Grand Paris. L’heure de la société civile

Souvenons-nous. En 1961 puis en 1967 à nouveau, Demain…Paris créait l’événement au Grand Palais, reflet urbain d’une société en pleine transformation, avide de changement et de modernité. Quarante ans plus tard en 2009, entre Grand Pari(s) de l’agglomération parisienne et Métropole Post-Kyoto, la Cité de l’Architecture accueillait à son tour un large public. L’année suivante, le débat public sur le réseau de transport du Grand Paris a connu plus de succès encore. On allait changer d’époque ! Mais aujourd’hui, à quel extraordinaire voyage dans le futur sommes-nous encore conviés ?

L’actualité du Grand Paris est marquée la confusion et l’incertitude. La parution du décret relatif à la création de la mission de préfiguration de la métropole du Grand Paris, maintes fois retardée, n’y change pas grand-chose. Ce n’est pas l’envie qui manque, mais peut-être a-t-on brûlé les étapes de l’intégration institutionnelle. Et c’est tout l’édifice collectivement bâti depuis 2007 qui tremble.

La loi sur le Grand Paris de 2010, Grand Paris Express et les Contrats de Développement Territorial ont franchi avec succès un changement de majorité présidentielle et au Parlement.

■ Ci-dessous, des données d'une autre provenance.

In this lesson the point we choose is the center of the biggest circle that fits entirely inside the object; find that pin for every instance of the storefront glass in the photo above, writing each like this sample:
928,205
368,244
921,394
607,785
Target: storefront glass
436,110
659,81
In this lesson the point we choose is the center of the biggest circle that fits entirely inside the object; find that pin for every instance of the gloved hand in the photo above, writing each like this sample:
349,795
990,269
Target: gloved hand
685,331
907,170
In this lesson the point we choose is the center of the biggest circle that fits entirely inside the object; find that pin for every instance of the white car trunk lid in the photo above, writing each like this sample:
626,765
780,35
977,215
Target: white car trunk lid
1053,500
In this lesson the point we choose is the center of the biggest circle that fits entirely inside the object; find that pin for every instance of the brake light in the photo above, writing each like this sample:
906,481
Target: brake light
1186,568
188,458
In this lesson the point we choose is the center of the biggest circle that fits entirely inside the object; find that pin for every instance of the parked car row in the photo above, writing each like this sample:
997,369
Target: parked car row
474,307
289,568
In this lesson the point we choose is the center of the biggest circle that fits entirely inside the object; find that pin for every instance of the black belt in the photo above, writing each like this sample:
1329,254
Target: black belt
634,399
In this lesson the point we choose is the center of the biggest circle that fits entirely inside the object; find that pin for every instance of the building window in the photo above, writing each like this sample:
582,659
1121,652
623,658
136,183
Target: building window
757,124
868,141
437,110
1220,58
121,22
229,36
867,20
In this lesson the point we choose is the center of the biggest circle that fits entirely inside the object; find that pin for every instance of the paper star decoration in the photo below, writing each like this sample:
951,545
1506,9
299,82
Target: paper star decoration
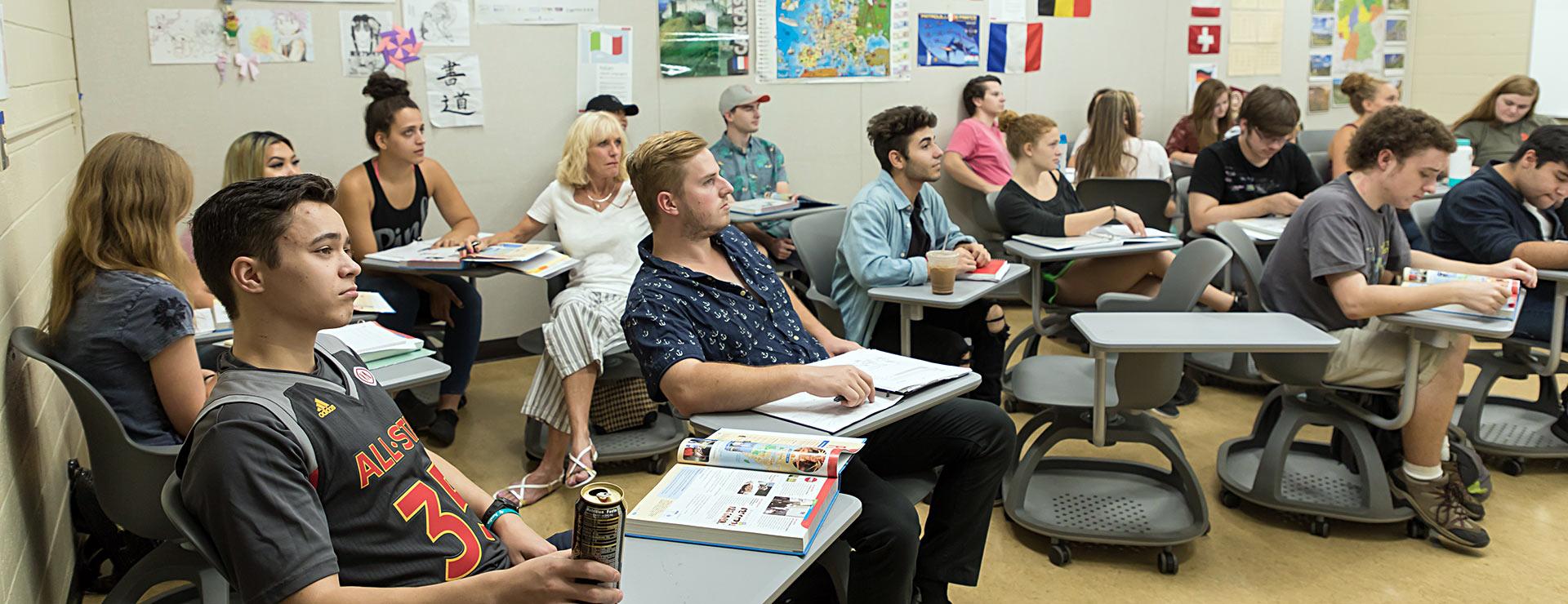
399,46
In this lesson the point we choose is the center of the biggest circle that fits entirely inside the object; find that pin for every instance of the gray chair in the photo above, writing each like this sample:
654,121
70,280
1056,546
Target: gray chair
1510,429
1112,501
1145,197
129,477
1316,140
817,245
656,442
1423,211
1321,165
1236,366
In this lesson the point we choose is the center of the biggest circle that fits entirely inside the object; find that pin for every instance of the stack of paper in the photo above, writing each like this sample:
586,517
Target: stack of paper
373,342
894,377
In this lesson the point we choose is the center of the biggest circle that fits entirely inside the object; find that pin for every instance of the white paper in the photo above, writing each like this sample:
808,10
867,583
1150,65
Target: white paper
358,33
438,22
1015,11
185,35
535,11
5,87
452,83
604,61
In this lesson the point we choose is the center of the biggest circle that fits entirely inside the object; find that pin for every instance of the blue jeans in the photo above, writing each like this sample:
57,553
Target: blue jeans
461,340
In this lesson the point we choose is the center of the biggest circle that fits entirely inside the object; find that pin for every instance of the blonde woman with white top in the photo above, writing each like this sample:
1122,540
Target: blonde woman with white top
599,223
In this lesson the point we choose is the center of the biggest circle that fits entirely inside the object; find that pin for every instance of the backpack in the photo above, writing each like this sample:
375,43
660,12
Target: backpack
109,551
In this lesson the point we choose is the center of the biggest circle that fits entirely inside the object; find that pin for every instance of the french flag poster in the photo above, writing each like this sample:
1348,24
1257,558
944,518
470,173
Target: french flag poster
1015,47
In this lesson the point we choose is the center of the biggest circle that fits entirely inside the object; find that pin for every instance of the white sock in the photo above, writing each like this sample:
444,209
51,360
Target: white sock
1423,473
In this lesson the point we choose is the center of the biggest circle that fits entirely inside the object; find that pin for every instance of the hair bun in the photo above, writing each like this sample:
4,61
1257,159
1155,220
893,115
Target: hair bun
1007,120
385,87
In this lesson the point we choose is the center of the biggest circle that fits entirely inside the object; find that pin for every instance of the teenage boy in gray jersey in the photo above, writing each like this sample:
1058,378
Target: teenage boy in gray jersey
310,481
1336,265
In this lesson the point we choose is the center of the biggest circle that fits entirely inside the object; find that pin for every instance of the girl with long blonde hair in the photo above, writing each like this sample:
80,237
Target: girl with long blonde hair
117,314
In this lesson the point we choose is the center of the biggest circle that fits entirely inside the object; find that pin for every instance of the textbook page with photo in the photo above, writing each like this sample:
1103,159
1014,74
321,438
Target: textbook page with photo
1428,277
1102,236
746,490
894,377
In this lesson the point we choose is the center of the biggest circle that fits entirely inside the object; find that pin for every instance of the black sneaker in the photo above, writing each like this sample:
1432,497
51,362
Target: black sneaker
1186,391
444,429
416,411
1169,410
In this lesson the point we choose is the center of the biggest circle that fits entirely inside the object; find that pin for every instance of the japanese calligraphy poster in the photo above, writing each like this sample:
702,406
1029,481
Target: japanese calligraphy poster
705,38
452,83
438,22
537,11
359,32
604,61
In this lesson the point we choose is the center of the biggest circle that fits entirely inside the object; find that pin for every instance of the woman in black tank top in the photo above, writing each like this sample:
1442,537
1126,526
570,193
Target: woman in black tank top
385,202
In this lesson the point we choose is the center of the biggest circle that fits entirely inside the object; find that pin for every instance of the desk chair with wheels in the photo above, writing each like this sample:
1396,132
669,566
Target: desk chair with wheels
817,243
129,477
1145,197
1236,366
1112,501
656,442
1509,427
1423,211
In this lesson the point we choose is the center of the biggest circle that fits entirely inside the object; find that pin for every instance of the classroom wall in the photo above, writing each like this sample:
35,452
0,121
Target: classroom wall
530,79
38,425
1467,47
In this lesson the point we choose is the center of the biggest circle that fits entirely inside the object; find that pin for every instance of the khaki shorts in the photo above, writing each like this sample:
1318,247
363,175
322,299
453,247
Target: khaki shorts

A l’inverse, moins de trois mois après sa promulgation, la loi de décembre 2013 portant la création de la métropole du Grand Paris est remise en question par les nouveaux équilibres politiques franciliens issus des élections municipales.

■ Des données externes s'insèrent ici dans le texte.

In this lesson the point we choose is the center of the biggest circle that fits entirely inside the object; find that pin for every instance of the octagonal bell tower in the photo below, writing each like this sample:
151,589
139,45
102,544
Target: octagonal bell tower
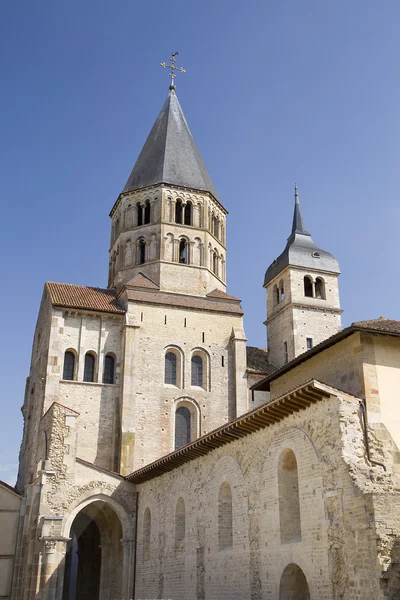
303,307
168,222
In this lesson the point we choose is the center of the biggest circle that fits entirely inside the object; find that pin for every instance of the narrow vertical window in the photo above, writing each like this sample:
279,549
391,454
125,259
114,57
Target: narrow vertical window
182,427
178,211
139,214
69,366
88,372
180,527
170,368
289,500
183,252
109,364
197,371
320,288
285,353
146,534
215,262
188,214
308,287
225,517
142,252
147,210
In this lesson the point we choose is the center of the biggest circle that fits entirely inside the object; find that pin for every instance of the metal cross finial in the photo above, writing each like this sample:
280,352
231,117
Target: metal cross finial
173,68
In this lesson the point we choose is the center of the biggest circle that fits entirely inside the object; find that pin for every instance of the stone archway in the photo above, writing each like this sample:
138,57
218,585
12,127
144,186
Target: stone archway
293,585
94,558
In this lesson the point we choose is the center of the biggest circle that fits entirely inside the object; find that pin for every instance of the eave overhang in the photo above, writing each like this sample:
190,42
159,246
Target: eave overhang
268,414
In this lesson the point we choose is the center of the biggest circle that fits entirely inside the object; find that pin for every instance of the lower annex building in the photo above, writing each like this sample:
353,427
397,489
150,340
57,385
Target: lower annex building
163,458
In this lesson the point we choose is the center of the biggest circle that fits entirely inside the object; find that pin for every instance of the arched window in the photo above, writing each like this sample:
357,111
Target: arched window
197,371
69,366
225,517
170,368
182,427
289,499
178,211
142,251
215,262
320,288
281,291
308,287
293,584
188,214
88,372
147,211
180,527
146,534
109,364
139,214
183,252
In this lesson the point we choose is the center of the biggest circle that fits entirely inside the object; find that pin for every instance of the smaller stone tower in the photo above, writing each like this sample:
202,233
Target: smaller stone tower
303,307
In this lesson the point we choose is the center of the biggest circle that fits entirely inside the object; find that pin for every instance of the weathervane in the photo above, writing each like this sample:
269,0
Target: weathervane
173,68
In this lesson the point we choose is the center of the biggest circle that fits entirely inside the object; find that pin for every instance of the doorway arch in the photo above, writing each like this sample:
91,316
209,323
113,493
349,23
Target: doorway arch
293,585
94,557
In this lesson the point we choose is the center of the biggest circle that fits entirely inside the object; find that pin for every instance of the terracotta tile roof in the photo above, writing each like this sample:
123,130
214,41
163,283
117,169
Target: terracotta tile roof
143,281
381,324
300,398
83,297
223,295
257,361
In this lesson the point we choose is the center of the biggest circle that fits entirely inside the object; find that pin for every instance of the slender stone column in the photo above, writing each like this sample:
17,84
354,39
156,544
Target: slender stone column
128,568
52,567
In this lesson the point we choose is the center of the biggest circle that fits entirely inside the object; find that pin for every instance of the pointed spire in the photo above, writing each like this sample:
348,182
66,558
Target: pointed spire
170,154
298,221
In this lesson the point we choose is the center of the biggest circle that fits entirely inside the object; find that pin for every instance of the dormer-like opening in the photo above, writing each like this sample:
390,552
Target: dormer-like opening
188,213
183,252
147,212
139,220
320,288
308,287
178,211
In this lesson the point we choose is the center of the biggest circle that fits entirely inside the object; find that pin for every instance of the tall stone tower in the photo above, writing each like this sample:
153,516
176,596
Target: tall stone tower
168,222
303,307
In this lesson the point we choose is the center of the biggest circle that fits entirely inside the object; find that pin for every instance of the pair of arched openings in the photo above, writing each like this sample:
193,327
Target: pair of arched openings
183,213
314,289
173,368
225,524
89,371
143,213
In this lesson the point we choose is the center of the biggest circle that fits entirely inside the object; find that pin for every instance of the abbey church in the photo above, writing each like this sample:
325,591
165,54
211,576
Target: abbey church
164,458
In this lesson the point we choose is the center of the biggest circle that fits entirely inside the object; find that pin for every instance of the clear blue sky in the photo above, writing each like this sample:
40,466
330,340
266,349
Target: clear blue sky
276,92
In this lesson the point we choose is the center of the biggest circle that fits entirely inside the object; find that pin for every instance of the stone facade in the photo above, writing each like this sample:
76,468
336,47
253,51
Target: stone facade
161,458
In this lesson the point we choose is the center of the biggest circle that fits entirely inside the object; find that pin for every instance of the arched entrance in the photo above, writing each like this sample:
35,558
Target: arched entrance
293,584
93,562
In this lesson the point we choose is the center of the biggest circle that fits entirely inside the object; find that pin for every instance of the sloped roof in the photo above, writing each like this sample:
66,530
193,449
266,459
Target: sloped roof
170,154
222,295
267,414
83,297
381,326
301,251
257,361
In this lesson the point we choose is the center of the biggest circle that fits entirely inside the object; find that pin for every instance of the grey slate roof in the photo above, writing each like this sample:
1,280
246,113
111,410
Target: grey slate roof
301,251
170,154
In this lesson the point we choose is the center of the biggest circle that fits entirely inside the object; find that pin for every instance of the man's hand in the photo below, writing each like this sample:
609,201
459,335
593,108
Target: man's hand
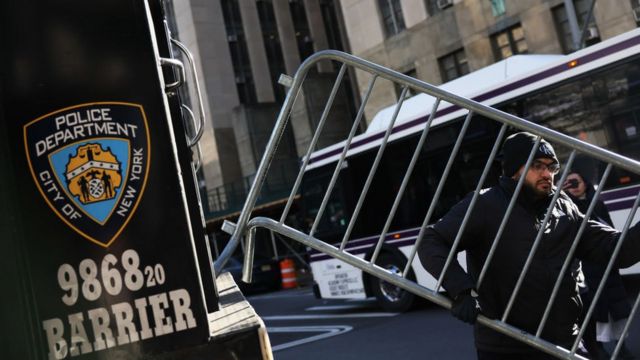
466,307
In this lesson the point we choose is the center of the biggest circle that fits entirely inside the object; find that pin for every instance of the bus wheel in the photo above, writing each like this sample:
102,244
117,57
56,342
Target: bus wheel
389,296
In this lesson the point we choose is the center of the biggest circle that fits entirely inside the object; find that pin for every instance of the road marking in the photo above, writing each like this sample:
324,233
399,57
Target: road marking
328,316
282,294
326,332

La solution viendra-t-elle par le haut ? Une puissante réforme territoriale emportant régions et départements simplifierait le « mille-feuille territorial ». La fronde menée par les élus de Paris Métropole pour conféré un statut juridique aux grands territoires d’agglomération se résoudrait dans une région aux contours institutionnels redessinés. On aurait de nouveau un Secrétariat d’Etat dédié au Grand Paris. Mais rien n’est moins sûr.

Est-il encore temps pour le Grand Paris ?

En dépit des arbitrages rendus il y a un an à peine par le Premier ministre, le mot d’ordre est plus que jamais à l’économie.

Les Enfants du Grand Paris plaident avec conviction que les projets du Grand Paris rapporteront bien plus qu’ils ne coûteront. Mais c’est pour mieux mettre en lumière un nouveau gisement potentiel de 5 milliards d’euros d’économie dans les projets du Grand Paris Express.

Pour faire oublier le mur budgétaire et la rationalisation à marche forcée qu’il impose, le Grand Paris est plus que jamais à la mode. Quitte à en rajouter parfois un peu trop. Grand Paris alimente les petits déjeuners en ville et les stands des salons, comme à l’occasion de la dernière édition du Mipim où les grands territoires étaient soigneusement alignés, comme à la parade.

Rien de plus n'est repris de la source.